Lettre ouverte | Québec doit respecter les droits fondamentaux en immigration permanente et temporaire
October 31, 2025
Les consultations publiques sur la planification de l’immigration permanente et temporaire se sont déroulées en ce mois d’octobre. Elles ont offert l’occasion de faire entendre les voix de la société civile québécoise sur la façon dénigrante dont sont traitées actuellement les personnes migrantes, transformées en boucs émissaires de tous les problèmes sociaux, et sur la façon dont nous voulons qu’elles soient respectées et reconnues comme des personnes contribuant pleinement au « vivre-ensemble » de la société québécoise.
Les Québécois que nous représentons n’admettent pas qu’en raison de leur qualification, de leur pays d’origine ou de leur statut migratoire, les personnes qui viennent travailler, étudier ou chercher un pays sécuritaire pour reconstruire leur vie subissent des discriminations en matière d’accès aux services publics et aux soins de santé, d’accès à la résidence permanente ou de respect de leurs droits. Québec doit utiliser les compétences dont il dispose pour donner l’exemple d’une réforme des politiques d’immigration soucieuse de respecter les droits de toute personne.

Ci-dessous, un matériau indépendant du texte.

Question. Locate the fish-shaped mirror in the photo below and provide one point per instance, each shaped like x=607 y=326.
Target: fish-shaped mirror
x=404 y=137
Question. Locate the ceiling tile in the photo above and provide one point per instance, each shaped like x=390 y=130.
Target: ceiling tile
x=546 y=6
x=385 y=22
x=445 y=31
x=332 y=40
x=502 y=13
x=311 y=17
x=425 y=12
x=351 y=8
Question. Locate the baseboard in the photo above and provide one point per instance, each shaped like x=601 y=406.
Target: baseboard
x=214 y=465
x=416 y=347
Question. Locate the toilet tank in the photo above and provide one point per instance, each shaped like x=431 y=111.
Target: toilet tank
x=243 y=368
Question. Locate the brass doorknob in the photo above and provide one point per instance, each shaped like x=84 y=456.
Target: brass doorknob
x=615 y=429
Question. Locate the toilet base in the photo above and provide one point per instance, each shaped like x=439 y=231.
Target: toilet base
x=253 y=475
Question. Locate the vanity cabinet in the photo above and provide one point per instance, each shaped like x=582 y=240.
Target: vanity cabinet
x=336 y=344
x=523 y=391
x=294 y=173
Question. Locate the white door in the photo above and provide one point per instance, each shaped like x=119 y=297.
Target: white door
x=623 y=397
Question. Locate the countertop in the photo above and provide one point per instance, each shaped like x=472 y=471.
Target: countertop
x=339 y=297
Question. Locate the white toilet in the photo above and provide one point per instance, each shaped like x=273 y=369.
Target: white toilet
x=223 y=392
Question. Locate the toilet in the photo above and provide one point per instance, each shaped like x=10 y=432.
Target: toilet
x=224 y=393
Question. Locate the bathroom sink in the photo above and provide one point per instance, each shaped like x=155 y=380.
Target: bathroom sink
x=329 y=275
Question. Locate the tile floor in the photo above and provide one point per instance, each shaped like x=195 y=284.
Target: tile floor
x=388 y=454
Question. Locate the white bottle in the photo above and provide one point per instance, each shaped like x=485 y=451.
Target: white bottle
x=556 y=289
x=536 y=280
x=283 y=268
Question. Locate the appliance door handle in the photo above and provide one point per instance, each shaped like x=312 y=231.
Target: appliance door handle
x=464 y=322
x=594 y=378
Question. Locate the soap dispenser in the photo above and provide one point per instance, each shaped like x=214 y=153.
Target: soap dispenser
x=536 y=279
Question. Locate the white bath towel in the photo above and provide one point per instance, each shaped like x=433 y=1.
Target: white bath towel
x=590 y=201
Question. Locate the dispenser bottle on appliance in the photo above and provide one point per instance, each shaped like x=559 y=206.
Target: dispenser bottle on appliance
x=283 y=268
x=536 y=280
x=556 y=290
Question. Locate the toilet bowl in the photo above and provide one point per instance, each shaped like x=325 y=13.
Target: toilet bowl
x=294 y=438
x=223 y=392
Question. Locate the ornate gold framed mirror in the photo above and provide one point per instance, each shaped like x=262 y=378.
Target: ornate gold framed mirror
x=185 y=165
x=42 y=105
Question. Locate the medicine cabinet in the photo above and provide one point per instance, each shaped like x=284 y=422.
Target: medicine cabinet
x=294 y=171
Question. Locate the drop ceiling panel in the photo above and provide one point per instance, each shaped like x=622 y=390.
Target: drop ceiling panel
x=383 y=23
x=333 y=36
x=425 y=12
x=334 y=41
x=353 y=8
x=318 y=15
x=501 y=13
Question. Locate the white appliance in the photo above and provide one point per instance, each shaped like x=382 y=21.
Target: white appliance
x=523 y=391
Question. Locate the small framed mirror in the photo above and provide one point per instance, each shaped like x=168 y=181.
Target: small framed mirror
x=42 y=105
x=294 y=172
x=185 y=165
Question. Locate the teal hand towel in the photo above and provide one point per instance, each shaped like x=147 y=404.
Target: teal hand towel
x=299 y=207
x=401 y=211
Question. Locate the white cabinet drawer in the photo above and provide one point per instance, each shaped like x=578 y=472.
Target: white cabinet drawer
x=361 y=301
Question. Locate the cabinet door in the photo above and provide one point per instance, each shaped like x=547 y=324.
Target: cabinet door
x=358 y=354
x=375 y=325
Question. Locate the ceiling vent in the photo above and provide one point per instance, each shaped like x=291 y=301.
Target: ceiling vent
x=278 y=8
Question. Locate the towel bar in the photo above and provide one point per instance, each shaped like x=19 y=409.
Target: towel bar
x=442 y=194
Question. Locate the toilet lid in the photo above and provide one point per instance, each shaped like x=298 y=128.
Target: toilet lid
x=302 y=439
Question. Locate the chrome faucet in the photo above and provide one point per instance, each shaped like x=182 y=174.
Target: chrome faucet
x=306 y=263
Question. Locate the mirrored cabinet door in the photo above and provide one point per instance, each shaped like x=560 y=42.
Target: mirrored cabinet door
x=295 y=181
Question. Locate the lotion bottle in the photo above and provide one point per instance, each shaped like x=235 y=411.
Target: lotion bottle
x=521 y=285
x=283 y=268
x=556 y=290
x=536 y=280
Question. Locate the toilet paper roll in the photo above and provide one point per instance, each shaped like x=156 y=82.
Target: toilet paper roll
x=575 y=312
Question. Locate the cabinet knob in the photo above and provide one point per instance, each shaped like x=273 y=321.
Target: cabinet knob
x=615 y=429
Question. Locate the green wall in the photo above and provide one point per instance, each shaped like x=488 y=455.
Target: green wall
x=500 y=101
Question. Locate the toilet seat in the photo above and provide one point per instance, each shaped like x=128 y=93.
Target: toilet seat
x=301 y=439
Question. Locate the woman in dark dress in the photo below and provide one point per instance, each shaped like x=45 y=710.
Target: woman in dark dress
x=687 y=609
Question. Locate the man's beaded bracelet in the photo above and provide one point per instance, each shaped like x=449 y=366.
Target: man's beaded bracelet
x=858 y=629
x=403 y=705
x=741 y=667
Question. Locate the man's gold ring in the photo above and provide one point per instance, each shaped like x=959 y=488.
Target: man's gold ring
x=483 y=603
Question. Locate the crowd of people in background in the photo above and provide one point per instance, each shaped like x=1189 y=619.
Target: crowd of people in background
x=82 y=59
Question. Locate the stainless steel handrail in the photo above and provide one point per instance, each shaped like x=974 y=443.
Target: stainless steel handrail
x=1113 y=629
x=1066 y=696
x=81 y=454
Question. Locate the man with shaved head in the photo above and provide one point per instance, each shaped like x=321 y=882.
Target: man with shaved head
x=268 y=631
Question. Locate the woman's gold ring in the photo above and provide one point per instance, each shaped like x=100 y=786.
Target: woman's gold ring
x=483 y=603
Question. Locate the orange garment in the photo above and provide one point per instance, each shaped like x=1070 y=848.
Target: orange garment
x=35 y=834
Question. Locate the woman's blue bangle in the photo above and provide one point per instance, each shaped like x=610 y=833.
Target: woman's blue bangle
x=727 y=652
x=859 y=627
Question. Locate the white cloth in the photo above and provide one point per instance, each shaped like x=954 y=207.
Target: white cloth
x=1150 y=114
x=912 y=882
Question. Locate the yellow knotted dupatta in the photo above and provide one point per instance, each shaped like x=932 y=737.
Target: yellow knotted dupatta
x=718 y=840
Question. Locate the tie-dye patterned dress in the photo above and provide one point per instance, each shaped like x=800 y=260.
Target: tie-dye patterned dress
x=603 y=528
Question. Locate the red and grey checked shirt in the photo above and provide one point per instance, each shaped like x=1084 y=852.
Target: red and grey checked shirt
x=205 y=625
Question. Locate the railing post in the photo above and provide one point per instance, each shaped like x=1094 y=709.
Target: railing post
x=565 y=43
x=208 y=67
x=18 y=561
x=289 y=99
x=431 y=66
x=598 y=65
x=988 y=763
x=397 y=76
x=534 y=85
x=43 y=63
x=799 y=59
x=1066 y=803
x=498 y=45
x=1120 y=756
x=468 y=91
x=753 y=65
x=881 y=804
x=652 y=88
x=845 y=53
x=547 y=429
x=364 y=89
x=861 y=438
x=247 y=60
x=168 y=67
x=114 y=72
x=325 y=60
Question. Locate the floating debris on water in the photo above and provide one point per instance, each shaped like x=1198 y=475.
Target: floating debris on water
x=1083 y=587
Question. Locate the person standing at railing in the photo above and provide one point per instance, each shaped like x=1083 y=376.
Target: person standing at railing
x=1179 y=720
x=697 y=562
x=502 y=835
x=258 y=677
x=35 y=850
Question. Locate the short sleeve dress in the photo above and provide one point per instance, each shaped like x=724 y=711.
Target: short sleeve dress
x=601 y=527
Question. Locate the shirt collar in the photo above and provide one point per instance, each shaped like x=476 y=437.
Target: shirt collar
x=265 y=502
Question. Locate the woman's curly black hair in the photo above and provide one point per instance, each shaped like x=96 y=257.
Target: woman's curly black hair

Les propositions du gouvernement sur la planification de l’immigration temporaire et permanente ne vont hélas pas dans cette direction. Le gouvernement est ainsi étrangement silencieux sur les conditions de travail des personnes migrantes ayant le statut de travailleuses et travailleurs étrangers temporaires, alors qu’elles et ils ne disposent que d’un permis fermé de travail alimentant des formes contemporaines d’esclavage, comme l’a souligné Tomoya Obokata, rapporteur spécial de l’ONU.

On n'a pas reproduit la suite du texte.